Standing on a step with your ankles plantarflexed (at the top of a “calf raise”), shift all of
your weight onto the injured leg. Slowly use your calf muscles to lower your body down,
dropping your heel beneath your forefoot. Use your uninjured leg to return to the “up”
position. Do not use the injured side to get back to the “up” position! The exercise is
designed to cause some pain, and you are encouraged to continue doing it even with
moderate discomfort. You should stop if the pain is excruciating, however.
Once you are able to do the heel drops without any pain, progressively add weight using a backpack. If you are unlucky enough to have Achilles tendon problems on both sides,
use a step to help you get back to the “up” position, using your quads instead of your
calves to return up.
The eccentric exercises are thought to selectively damage the Achilles tendon, stripping
away the misaligned tendon fibers and allowing the body to lay down new fibers that
are closer in alignment to the healthy collagen in the tendon. This is why moderate pain
during the exercises is a good thing, and why adding weight over time is necessary to
progressively strengthen the tendon.
You do these exercises for 3 sets of 15 reps, twice daily. There are photos showing these exercises including a modification if you have what’s known as insertional Achilles tendonitis. Again, read the whole thing if you want the full rundown of this protocol.

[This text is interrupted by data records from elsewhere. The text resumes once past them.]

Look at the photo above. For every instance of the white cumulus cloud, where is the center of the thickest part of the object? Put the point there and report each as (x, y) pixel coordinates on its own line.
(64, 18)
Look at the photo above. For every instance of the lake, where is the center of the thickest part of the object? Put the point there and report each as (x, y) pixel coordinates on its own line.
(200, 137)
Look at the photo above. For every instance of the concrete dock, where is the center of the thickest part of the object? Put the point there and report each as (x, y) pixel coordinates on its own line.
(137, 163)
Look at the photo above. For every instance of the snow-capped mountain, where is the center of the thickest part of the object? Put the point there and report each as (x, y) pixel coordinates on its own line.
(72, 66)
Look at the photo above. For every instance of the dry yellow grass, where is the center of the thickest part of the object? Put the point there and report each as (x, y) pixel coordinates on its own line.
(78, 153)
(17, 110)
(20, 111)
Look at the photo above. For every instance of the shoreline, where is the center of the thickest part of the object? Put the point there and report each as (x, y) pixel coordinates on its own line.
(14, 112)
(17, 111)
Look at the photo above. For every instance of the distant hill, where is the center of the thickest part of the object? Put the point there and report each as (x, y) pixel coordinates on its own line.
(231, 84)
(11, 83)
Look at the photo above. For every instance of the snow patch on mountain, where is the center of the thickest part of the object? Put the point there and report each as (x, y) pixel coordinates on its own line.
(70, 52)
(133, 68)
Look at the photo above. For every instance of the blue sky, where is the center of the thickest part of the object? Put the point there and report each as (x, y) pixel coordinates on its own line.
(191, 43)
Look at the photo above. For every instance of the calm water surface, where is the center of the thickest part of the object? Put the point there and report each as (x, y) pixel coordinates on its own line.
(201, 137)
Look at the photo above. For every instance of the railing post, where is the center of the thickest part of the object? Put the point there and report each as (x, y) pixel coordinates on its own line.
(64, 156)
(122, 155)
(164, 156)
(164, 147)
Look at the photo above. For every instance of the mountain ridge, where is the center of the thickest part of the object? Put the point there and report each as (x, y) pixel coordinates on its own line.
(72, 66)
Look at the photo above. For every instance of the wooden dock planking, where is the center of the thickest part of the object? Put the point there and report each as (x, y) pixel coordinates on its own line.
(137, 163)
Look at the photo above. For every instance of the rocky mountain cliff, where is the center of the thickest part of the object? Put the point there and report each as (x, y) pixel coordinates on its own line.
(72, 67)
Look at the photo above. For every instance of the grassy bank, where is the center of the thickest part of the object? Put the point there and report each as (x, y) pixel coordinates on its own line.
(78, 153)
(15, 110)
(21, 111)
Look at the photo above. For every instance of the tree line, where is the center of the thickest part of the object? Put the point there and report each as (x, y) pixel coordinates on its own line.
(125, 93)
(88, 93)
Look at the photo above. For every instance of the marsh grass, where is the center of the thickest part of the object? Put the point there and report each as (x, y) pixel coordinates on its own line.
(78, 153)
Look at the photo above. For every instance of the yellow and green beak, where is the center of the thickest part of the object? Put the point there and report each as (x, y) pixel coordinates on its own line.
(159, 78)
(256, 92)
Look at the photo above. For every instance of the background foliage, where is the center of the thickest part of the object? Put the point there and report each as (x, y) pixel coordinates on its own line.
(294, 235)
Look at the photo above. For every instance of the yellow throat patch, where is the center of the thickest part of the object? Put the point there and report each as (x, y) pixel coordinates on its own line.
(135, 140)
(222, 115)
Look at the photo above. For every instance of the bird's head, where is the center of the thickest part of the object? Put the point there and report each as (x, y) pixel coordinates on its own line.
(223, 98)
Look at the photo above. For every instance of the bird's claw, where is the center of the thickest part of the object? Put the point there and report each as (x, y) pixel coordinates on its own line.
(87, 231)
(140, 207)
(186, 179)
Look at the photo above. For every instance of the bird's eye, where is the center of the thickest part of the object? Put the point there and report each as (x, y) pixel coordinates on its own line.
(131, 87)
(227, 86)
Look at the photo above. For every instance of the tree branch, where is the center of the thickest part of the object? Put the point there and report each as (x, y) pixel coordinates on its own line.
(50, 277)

Part of why I haven’t done this in the past is that it is slow and tedious! Three sets of 15 slow reps makes time crawl like some sort of crippled tortoise. It ain’t fun! Plus I’ve never cared much for doing calf work. That said, I need to fix this problem. This process seems to be the best way to go about it, so I’m on board.
Something else I realize is that if I’m prone to this injury and I want to avoid it then I need to do the preventive work. That means setting aside time throughout the week and during my workouts to do some of this stuff.
I’ve been doing this work for about the past three weeks and I am getting better. I’ve done a couple of short run/walks and I’m not in the clear just yet. The only option I see is to continue doing what I’m doing.
I just went on a run of a little over two miles and the Achilles feels fantastic. No pain! Felt like I could’ve run all day–which would’ve been stupid of me. This protocol is working for me right now.